Back to Table of Contents

Errors & Verification

Modern browsers are amazingly forgiving of poorly written HTML. HTB will usually report the line number and text of offending tags and ignores them in the re-formatting process. Occasionally with quoting inconsistencies, HTB will stop re-formatting at the point the problem was found. This reporting mechanism makes HTB useful as a simple syntax validator, even if the generated output is not saved. HTB does not attempt to correct invalid files and in most cases still does a good job of re-formatting. If syntax correction is needed, try Tidy from W3C which is a very good cleanup program.

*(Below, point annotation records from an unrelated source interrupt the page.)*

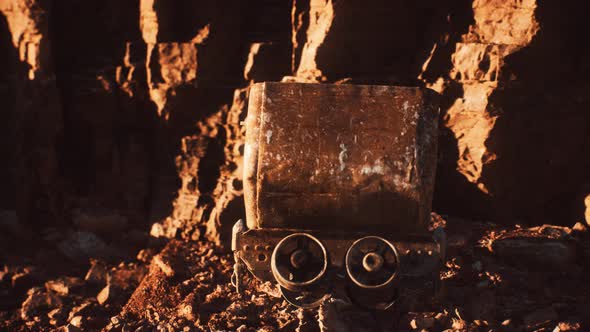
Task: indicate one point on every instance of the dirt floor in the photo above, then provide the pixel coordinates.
(495, 279)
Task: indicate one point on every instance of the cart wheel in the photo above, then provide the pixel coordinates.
(372, 262)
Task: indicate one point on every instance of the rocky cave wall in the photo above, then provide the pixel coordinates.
(134, 108)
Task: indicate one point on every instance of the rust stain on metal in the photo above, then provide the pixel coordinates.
(319, 156)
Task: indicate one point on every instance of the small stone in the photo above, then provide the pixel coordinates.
(57, 316)
(164, 266)
(103, 295)
(37, 298)
(97, 273)
(63, 286)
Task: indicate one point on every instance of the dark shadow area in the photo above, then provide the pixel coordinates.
(387, 42)
(8, 94)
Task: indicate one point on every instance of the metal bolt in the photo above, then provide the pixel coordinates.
(299, 258)
(372, 262)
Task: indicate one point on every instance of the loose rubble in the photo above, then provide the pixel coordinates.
(493, 280)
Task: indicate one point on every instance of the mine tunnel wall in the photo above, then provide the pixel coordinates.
(135, 106)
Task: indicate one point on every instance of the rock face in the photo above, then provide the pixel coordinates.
(102, 97)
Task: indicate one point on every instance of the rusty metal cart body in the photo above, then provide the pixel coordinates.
(338, 183)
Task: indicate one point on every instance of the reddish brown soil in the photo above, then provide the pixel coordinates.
(186, 287)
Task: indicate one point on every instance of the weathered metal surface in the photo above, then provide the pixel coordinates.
(321, 156)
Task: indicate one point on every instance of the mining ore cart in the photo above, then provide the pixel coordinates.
(338, 183)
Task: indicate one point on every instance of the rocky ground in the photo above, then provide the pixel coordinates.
(495, 279)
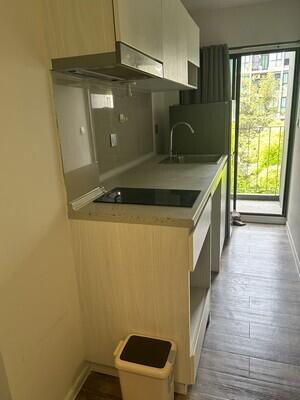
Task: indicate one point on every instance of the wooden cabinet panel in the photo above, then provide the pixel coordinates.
(139, 24)
(78, 27)
(193, 32)
(170, 11)
(180, 38)
(182, 43)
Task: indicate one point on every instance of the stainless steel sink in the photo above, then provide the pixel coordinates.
(193, 159)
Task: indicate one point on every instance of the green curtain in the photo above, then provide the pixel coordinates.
(213, 77)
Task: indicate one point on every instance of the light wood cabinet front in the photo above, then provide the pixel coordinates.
(180, 41)
(139, 25)
(77, 27)
(193, 33)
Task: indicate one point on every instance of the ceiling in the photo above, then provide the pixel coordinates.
(198, 4)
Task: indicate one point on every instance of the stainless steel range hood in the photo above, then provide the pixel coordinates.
(125, 64)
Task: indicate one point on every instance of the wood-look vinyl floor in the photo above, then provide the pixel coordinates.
(252, 345)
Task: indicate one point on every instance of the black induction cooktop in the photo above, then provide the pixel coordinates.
(151, 197)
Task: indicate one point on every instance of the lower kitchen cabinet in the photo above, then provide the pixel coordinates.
(136, 278)
(218, 222)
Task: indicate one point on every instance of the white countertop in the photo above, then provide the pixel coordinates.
(151, 174)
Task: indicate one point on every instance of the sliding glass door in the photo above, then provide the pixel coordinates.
(263, 97)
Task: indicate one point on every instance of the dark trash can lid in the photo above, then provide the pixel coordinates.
(146, 351)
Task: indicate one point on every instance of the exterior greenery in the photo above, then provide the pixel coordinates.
(261, 135)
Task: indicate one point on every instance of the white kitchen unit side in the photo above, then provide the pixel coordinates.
(218, 222)
(136, 278)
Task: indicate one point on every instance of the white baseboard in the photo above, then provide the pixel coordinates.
(292, 243)
(263, 219)
(103, 369)
(79, 381)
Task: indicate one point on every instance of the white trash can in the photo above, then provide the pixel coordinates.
(146, 367)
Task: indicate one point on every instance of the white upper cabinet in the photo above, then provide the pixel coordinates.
(82, 27)
(170, 29)
(160, 29)
(193, 33)
(139, 25)
(180, 41)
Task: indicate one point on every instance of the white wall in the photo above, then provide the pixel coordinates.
(41, 343)
(275, 21)
(161, 101)
(294, 200)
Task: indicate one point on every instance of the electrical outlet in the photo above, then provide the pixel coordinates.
(113, 139)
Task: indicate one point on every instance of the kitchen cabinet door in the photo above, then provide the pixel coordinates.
(78, 27)
(182, 43)
(193, 32)
(170, 12)
(175, 41)
(139, 25)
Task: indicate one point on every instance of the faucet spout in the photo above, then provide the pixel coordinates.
(172, 131)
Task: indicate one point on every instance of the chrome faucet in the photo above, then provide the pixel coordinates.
(171, 134)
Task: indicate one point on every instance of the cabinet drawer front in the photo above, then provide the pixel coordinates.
(196, 351)
(198, 235)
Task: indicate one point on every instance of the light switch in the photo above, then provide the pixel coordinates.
(113, 139)
(123, 118)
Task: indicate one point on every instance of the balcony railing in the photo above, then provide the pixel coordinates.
(260, 158)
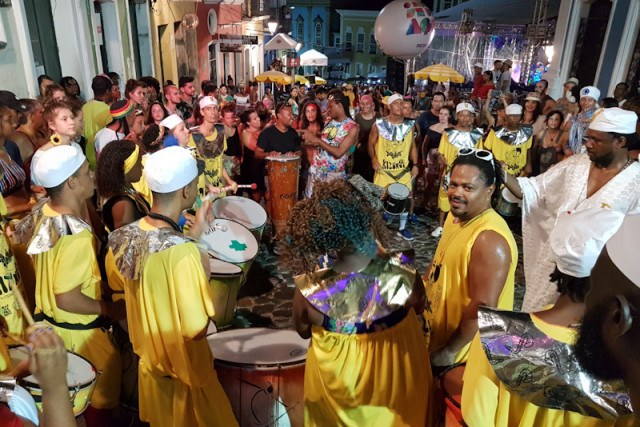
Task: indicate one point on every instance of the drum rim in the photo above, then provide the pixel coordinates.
(80, 386)
(233, 220)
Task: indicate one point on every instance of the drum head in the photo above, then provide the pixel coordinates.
(241, 210)
(79, 370)
(259, 346)
(399, 191)
(282, 158)
(223, 268)
(230, 241)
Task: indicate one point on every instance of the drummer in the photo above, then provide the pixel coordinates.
(169, 300)
(392, 149)
(68, 294)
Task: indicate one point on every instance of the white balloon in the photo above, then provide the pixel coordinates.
(404, 29)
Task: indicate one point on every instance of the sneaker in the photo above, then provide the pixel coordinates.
(405, 235)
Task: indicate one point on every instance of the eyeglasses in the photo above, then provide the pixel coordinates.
(481, 154)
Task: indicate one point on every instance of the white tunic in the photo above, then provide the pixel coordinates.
(563, 188)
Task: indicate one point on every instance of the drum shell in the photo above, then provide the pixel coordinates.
(283, 188)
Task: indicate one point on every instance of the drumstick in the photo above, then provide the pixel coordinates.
(23, 305)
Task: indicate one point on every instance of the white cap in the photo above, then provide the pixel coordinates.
(622, 248)
(57, 164)
(171, 121)
(614, 120)
(170, 169)
(513, 109)
(207, 101)
(465, 106)
(590, 91)
(578, 238)
(393, 98)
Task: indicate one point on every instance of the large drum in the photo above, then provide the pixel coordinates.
(243, 211)
(262, 372)
(81, 379)
(225, 281)
(283, 172)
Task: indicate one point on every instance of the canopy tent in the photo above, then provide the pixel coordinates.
(280, 41)
(313, 58)
(439, 73)
(273, 76)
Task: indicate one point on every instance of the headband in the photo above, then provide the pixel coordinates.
(130, 161)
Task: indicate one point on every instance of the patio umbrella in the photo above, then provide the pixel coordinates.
(439, 73)
(273, 76)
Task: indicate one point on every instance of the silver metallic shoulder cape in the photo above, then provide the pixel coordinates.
(544, 371)
(464, 139)
(515, 138)
(131, 246)
(41, 232)
(394, 132)
(361, 297)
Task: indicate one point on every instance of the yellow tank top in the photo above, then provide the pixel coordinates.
(446, 282)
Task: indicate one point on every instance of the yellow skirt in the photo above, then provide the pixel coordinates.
(380, 379)
(166, 401)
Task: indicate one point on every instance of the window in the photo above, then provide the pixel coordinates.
(318, 35)
(300, 30)
(360, 46)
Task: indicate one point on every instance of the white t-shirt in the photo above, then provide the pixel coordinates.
(105, 136)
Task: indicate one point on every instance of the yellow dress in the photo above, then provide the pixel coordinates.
(69, 264)
(393, 149)
(377, 379)
(446, 282)
(450, 151)
(486, 401)
(514, 156)
(167, 306)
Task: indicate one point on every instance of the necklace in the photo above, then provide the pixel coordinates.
(166, 219)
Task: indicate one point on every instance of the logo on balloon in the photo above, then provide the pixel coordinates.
(417, 11)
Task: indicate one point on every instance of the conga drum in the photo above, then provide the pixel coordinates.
(243, 211)
(81, 379)
(283, 172)
(262, 372)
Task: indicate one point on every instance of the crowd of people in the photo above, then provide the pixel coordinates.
(106, 200)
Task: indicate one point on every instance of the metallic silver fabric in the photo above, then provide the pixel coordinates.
(544, 371)
(394, 132)
(364, 296)
(41, 232)
(515, 138)
(464, 139)
(131, 246)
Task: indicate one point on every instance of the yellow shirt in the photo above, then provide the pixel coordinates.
(447, 281)
(515, 157)
(486, 401)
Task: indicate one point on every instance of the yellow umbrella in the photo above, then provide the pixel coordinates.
(439, 73)
(273, 76)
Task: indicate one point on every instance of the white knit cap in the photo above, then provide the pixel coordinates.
(513, 109)
(170, 169)
(614, 120)
(465, 106)
(590, 91)
(622, 248)
(207, 101)
(171, 121)
(57, 164)
(578, 238)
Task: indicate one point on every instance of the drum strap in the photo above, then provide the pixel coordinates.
(100, 322)
(348, 328)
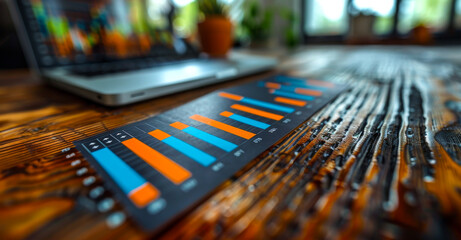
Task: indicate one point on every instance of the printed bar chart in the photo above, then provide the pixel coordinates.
(185, 148)
(257, 102)
(245, 120)
(161, 166)
(257, 112)
(222, 126)
(291, 95)
(290, 101)
(173, 171)
(132, 184)
(307, 83)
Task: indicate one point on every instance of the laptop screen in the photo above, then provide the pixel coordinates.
(65, 32)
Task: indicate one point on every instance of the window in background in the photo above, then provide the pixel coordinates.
(458, 15)
(433, 13)
(383, 10)
(326, 17)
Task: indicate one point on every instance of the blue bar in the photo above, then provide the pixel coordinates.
(127, 178)
(196, 154)
(211, 139)
(293, 95)
(249, 121)
(298, 82)
(267, 105)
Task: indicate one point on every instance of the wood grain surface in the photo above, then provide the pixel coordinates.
(381, 161)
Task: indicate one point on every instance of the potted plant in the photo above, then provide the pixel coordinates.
(256, 24)
(215, 30)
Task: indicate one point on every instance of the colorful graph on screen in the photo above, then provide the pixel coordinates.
(90, 28)
(161, 166)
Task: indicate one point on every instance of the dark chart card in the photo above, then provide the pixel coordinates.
(161, 166)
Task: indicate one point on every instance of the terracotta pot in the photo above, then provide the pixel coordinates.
(215, 36)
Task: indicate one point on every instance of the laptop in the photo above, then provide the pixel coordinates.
(117, 52)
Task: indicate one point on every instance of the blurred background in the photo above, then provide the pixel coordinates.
(287, 24)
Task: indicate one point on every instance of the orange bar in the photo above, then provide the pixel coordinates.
(230, 96)
(219, 125)
(171, 170)
(272, 85)
(320, 83)
(179, 125)
(144, 194)
(308, 92)
(257, 112)
(290, 101)
(226, 114)
(159, 134)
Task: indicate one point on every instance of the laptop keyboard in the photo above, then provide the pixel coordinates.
(96, 69)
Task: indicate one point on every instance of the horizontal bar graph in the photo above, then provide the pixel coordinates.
(204, 136)
(134, 185)
(257, 112)
(163, 165)
(291, 95)
(290, 101)
(309, 82)
(304, 91)
(256, 102)
(222, 126)
(171, 170)
(245, 120)
(185, 148)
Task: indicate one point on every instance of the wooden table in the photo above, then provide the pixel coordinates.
(381, 161)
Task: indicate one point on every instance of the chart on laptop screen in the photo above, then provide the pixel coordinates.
(161, 166)
(85, 30)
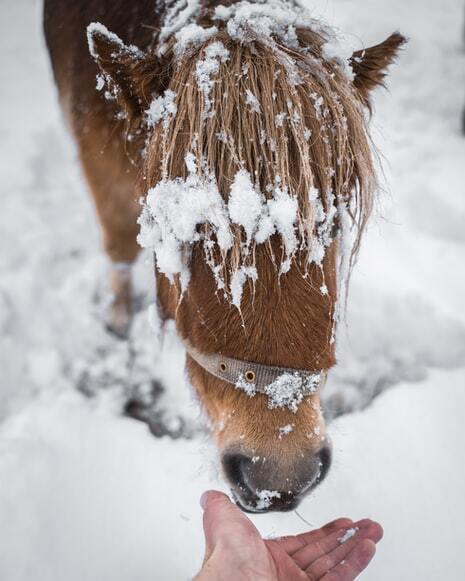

Tidy may even be used in combination with HTB using command-line piping and the HTB -f option.

All HTB error messages sent to the "standard error" stream which can be captured to a file using "standard error" redirection ("2>" or "2>>").

Example 1:

- Beautify myfile.htm and save the output to newfile.htm but save error messages in another file called error.txt by redirecting the "standard error" stream to a file.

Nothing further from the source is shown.